Monday, January 18, 2016

K-Dot Visit the White House: How HyperMasculinity Shapes Black Males

K-Dot and Ali "Set Trippin All Around"
photo credit @mixedbyali, Instagram.
In his last year, President Barack Obama has been doing many phenomenal and racially oriented things. He signed governance to release criminals with lower level offenses, freeing many of the homies and doing what Lauryn sang in that hook. He has been using phrases like “pop off,” and even invited a rapper who is always consciously calling the system out for its many failures to sit with him at the White House. Having someone like Kendrick Lamar be invited to the White House is huge.

A very politically conscious man who speaks out about injustices in the political and justice systems of America, Lamar visited with Obama to discuss a new mentoring program, as well as My Brother’s Keeper, the mentoring program currently running. Kendrick Lamar, who has come under much scrutiny because of his music and who  was under the scope of Fox News because of his BET performance, where he stood on a police car rapping his song of resilience, “Alright” is always very true to the political statements he makes. When asked, he never hesitates to say how he feels about the ills of the world and of society. It is no coincidence that this song has been used by many protest groups around the country fighting against the heinous acts of police brutality, being chanted by the angry youth who know they have to face police who wish to hurt them.
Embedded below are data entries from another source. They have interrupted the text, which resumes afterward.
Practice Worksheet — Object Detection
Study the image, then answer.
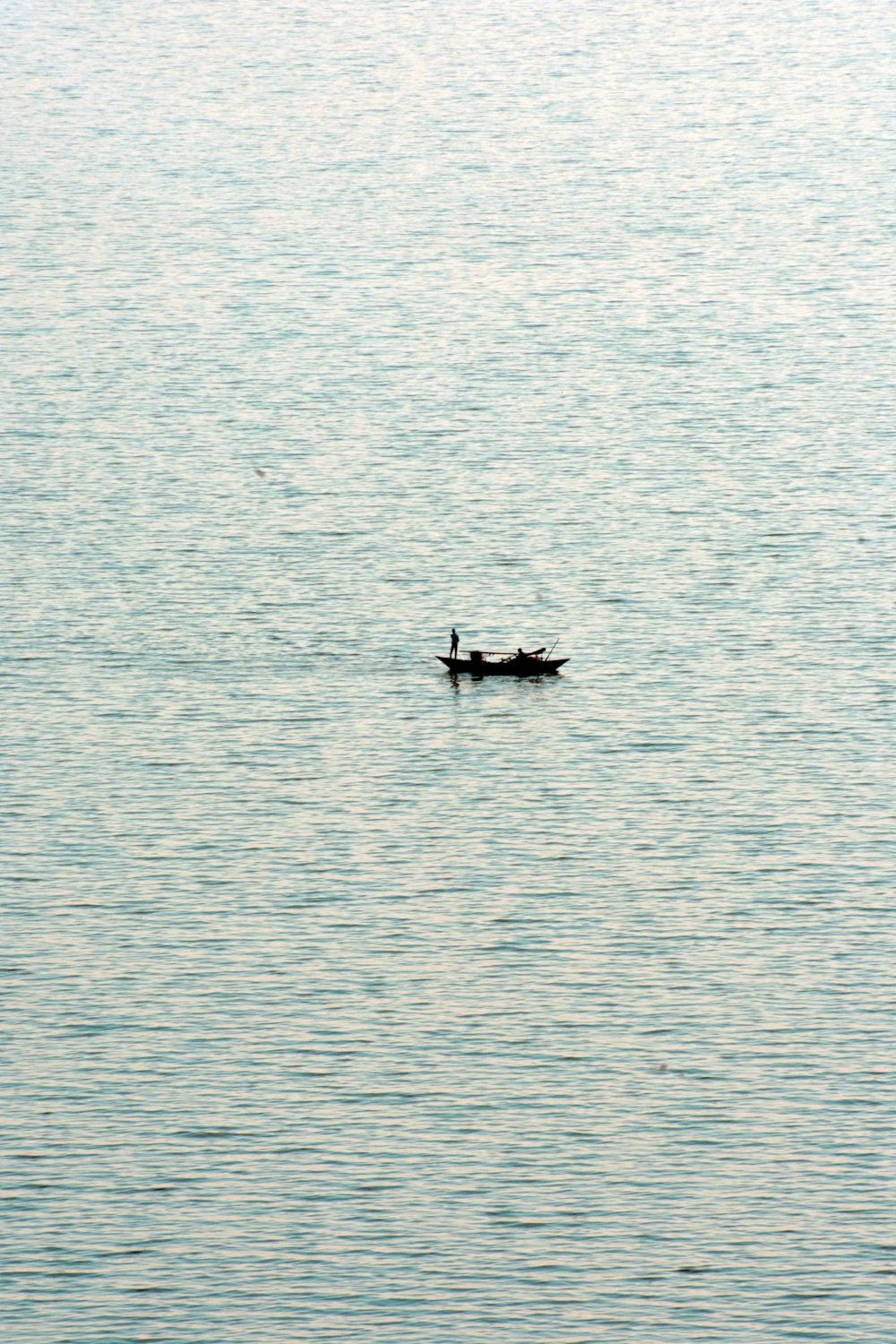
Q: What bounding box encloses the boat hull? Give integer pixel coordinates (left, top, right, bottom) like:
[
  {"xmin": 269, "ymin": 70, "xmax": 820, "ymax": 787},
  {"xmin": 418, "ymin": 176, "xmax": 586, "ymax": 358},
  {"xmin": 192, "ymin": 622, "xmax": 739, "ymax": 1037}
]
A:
[{"xmin": 435, "ymin": 653, "xmax": 570, "ymax": 676}]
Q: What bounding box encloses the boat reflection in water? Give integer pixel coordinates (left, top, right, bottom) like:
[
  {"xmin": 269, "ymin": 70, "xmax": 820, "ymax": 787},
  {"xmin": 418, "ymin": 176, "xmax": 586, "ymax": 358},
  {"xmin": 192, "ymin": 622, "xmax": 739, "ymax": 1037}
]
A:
[{"xmin": 435, "ymin": 650, "xmax": 570, "ymax": 676}]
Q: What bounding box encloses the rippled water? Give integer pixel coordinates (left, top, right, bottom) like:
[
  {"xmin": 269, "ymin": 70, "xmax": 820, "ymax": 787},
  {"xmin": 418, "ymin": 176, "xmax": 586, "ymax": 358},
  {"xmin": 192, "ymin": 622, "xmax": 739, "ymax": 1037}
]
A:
[{"xmin": 0, "ymin": 0, "xmax": 896, "ymax": 1344}]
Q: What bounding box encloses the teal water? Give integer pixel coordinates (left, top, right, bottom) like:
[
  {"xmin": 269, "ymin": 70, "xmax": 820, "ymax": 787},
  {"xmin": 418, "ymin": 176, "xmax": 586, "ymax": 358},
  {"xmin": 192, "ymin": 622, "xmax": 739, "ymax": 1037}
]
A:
[{"xmin": 0, "ymin": 0, "xmax": 896, "ymax": 1344}]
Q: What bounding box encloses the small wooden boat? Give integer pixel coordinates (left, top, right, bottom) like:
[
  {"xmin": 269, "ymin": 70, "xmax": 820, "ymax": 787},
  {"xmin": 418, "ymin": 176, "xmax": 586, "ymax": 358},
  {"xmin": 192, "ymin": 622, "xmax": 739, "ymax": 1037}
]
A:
[{"xmin": 435, "ymin": 650, "xmax": 570, "ymax": 676}]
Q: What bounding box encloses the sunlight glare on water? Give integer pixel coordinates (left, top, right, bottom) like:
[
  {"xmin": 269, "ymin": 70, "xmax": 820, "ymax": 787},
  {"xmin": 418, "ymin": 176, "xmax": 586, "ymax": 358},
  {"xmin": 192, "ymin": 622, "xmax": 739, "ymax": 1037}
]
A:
[{"xmin": 0, "ymin": 0, "xmax": 896, "ymax": 1344}]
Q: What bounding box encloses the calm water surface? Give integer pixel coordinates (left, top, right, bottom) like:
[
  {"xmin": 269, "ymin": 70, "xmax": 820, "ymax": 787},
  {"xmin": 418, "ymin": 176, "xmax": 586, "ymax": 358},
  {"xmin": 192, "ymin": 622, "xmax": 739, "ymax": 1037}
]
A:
[{"xmin": 0, "ymin": 0, "xmax": 896, "ymax": 1344}]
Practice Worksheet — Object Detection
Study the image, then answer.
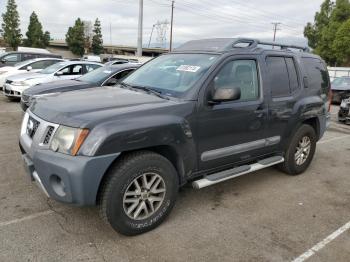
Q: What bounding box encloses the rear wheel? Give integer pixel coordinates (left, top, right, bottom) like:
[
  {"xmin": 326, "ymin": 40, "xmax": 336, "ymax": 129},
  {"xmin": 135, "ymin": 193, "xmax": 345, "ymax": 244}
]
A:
[
  {"xmin": 99, "ymin": 151, "xmax": 179, "ymax": 235},
  {"xmin": 279, "ymin": 124, "xmax": 317, "ymax": 175}
]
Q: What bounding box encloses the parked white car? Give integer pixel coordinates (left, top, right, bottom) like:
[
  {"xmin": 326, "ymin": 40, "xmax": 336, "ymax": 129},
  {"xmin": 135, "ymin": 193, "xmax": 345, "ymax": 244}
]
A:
[
  {"xmin": 3, "ymin": 61, "xmax": 103, "ymax": 98},
  {"xmin": 0, "ymin": 58, "xmax": 64, "ymax": 88}
]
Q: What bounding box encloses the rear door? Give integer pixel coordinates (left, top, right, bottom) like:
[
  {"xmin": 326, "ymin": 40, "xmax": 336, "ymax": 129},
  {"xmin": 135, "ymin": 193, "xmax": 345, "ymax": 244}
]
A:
[
  {"xmin": 197, "ymin": 56, "xmax": 269, "ymax": 170},
  {"xmin": 265, "ymin": 55, "xmax": 301, "ymax": 151}
]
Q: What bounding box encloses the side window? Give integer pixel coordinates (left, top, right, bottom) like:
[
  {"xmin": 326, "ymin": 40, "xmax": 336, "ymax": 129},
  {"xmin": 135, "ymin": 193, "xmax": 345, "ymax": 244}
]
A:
[
  {"xmin": 72, "ymin": 65, "xmax": 83, "ymax": 75},
  {"xmin": 59, "ymin": 66, "xmax": 71, "ymax": 75},
  {"xmin": 285, "ymin": 57, "xmax": 300, "ymax": 93},
  {"xmin": 214, "ymin": 60, "xmax": 259, "ymax": 101},
  {"xmin": 85, "ymin": 64, "xmax": 100, "ymax": 73},
  {"xmin": 3, "ymin": 54, "xmax": 20, "ymax": 63},
  {"xmin": 22, "ymin": 53, "xmax": 37, "ymax": 61},
  {"xmin": 43, "ymin": 60, "xmax": 59, "ymax": 68},
  {"xmin": 266, "ymin": 56, "xmax": 290, "ymax": 97},
  {"xmin": 302, "ymin": 57, "xmax": 330, "ymax": 93},
  {"xmin": 29, "ymin": 61, "xmax": 46, "ymax": 69}
]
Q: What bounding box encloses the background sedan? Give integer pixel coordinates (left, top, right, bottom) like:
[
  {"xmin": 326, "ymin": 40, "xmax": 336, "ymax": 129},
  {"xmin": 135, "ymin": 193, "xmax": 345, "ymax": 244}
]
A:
[
  {"xmin": 0, "ymin": 58, "xmax": 64, "ymax": 89},
  {"xmin": 21, "ymin": 64, "xmax": 139, "ymax": 111},
  {"xmin": 4, "ymin": 61, "xmax": 102, "ymax": 99}
]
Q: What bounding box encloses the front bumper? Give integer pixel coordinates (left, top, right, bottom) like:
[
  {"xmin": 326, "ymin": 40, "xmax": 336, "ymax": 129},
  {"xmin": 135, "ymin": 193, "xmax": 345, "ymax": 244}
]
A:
[
  {"xmin": 3, "ymin": 83, "xmax": 29, "ymax": 98},
  {"xmin": 21, "ymin": 144, "xmax": 119, "ymax": 206},
  {"xmin": 19, "ymin": 110, "xmax": 119, "ymax": 206},
  {"xmin": 20, "ymin": 99, "xmax": 30, "ymax": 112}
]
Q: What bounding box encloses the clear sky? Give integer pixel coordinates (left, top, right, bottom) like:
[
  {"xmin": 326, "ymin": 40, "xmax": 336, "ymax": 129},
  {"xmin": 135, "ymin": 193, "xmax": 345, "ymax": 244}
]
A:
[{"xmin": 0, "ymin": 0, "xmax": 322, "ymax": 45}]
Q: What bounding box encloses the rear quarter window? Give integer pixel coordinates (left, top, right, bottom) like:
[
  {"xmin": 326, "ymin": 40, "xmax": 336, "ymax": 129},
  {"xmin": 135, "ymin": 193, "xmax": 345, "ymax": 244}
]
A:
[{"xmin": 302, "ymin": 57, "xmax": 330, "ymax": 94}]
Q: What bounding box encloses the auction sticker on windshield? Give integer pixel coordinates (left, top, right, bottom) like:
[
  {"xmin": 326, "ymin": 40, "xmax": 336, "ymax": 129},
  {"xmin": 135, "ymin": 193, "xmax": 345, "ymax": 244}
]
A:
[{"xmin": 176, "ymin": 65, "xmax": 201, "ymax": 73}]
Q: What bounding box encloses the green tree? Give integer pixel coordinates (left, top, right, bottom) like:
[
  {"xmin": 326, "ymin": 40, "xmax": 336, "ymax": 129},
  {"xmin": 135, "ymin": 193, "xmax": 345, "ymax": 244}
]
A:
[
  {"xmin": 92, "ymin": 18, "xmax": 103, "ymax": 55},
  {"xmin": 23, "ymin": 12, "xmax": 50, "ymax": 48},
  {"xmin": 304, "ymin": 0, "xmax": 350, "ymax": 65},
  {"xmin": 333, "ymin": 19, "xmax": 350, "ymax": 66},
  {"xmin": 2, "ymin": 0, "xmax": 22, "ymax": 50},
  {"xmin": 66, "ymin": 18, "xmax": 85, "ymax": 56}
]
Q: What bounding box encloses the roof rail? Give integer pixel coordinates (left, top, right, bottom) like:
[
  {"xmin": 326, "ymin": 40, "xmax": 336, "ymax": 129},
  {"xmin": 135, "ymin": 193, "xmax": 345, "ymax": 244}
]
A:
[
  {"xmin": 174, "ymin": 38, "xmax": 309, "ymax": 52},
  {"xmin": 232, "ymin": 38, "xmax": 310, "ymax": 52}
]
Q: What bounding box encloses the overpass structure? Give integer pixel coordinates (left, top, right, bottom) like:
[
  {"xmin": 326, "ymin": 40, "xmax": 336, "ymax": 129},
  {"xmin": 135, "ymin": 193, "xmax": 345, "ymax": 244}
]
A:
[{"xmin": 49, "ymin": 40, "xmax": 169, "ymax": 57}]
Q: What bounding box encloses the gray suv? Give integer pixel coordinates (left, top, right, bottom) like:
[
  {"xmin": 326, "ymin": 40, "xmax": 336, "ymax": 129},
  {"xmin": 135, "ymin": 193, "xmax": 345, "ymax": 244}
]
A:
[{"xmin": 20, "ymin": 38, "xmax": 330, "ymax": 235}]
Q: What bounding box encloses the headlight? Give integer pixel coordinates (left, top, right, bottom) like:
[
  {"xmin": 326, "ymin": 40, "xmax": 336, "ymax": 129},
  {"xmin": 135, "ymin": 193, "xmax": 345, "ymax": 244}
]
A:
[
  {"xmin": 11, "ymin": 81, "xmax": 27, "ymax": 86},
  {"xmin": 50, "ymin": 126, "xmax": 89, "ymax": 156}
]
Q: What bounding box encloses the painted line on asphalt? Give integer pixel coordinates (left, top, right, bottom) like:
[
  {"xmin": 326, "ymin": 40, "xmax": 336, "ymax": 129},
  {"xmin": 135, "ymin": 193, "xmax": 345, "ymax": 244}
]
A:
[
  {"xmin": 0, "ymin": 210, "xmax": 54, "ymax": 228},
  {"xmin": 0, "ymin": 110, "xmax": 22, "ymax": 114},
  {"xmin": 292, "ymin": 221, "xmax": 350, "ymax": 262},
  {"xmin": 317, "ymin": 135, "xmax": 350, "ymax": 144}
]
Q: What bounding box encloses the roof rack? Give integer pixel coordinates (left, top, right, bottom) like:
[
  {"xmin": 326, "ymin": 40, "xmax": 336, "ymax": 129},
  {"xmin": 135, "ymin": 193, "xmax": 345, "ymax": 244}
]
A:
[
  {"xmin": 175, "ymin": 38, "xmax": 310, "ymax": 52},
  {"xmin": 232, "ymin": 38, "xmax": 310, "ymax": 52}
]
However, K-Dot represents much more than political discussions and anger at the system. Kendrick also speaks to our young, black men who are struggling through the hoods they live in. The ones who could’ve and should’ve been great in life by any and at any level of means but ended up doing many of the wrong things. K-Dot especially talks to the young men who sign their lives away for a militia based on colors of red and blue, turf that doesn’t really belong to them, and “brothers” who brutalize each other before forming bonds. K-Dot isn’t a flashy rapper. He doesn’t appear in diamonds and gold. He looks ordinary but possess a skill that reaches millions and emotes with them. Kendrick represents a reality and he grittily speaks on it in many of his songs.

In his song “u” on Grammy nominated album To Pimp A Butterfly, K-Dot pours his heart out with a gut-wrenching sob while guzzling down alcohol in a hotel room mirror. He is speaking on every failure and making amends with the man who left his hood and his “brothers” while one was in the hospital dying. This level of emotion doesn’t have a constant place within hip hop music, within the male community, and especially among black men who are taught to deal with their emotions and heartache in silence. The only emotions allowed to prevail are anger and hubris.

Black men are taught to be nearly devoid of emotion. They are taught to trust their friends, but never to explain how they feel. Never to show fear or weakness. It is a complex system that all men live in, but for black men, it is hardened by violence and turmoil from out side dope boys and schoolboys and every other man they can encounter. With racial violence, injustice, inequality, and disparity to add to the pot, it is never an easy plight and because of this, Black male (teen and adult) depression is at clearly high but poorly documented rates. HyperMasculinity and wanting to be “a man” who is strong and unmovable in the face of adversity from any source plays a major role. Being a man who is meant to protect leaves him unprotected by default. Like Tupac, his predecessor before him, Kendrick speaks on all of these aspects that and many more that cause Black men mental detriment, and brings it from the streets to the White House, something he said he would do.

But to the little black boys and girls who listen to him, K-Dot says more than just a couple lyrics that rhyme. He has lived through what they live through and he speaks on it, millions hear it, and these kids feel represented. They listened to the violence and death he used to be a part of as a gang member affiliate, how he made amends with him self and found God. They saw him keep his promise to get to the White House and now see how he is speaking with the president about political moves for “the homies,” the people in Compton and across the US who have to deal with the hardships he faced. Most importantly, he didn’t come in a suit, tie, and dressed to the nines. He came as himself and greeted the president like a friend. He showed that he belonged there, even posed for many of the pictures like he was in his hood in front of the Compton Swap Meet.


K-Dot visited the White House, but more importantly, K-Dot’s message made it there and now some of our babies, the young and the grown ones who have never been fortified, can feel heard.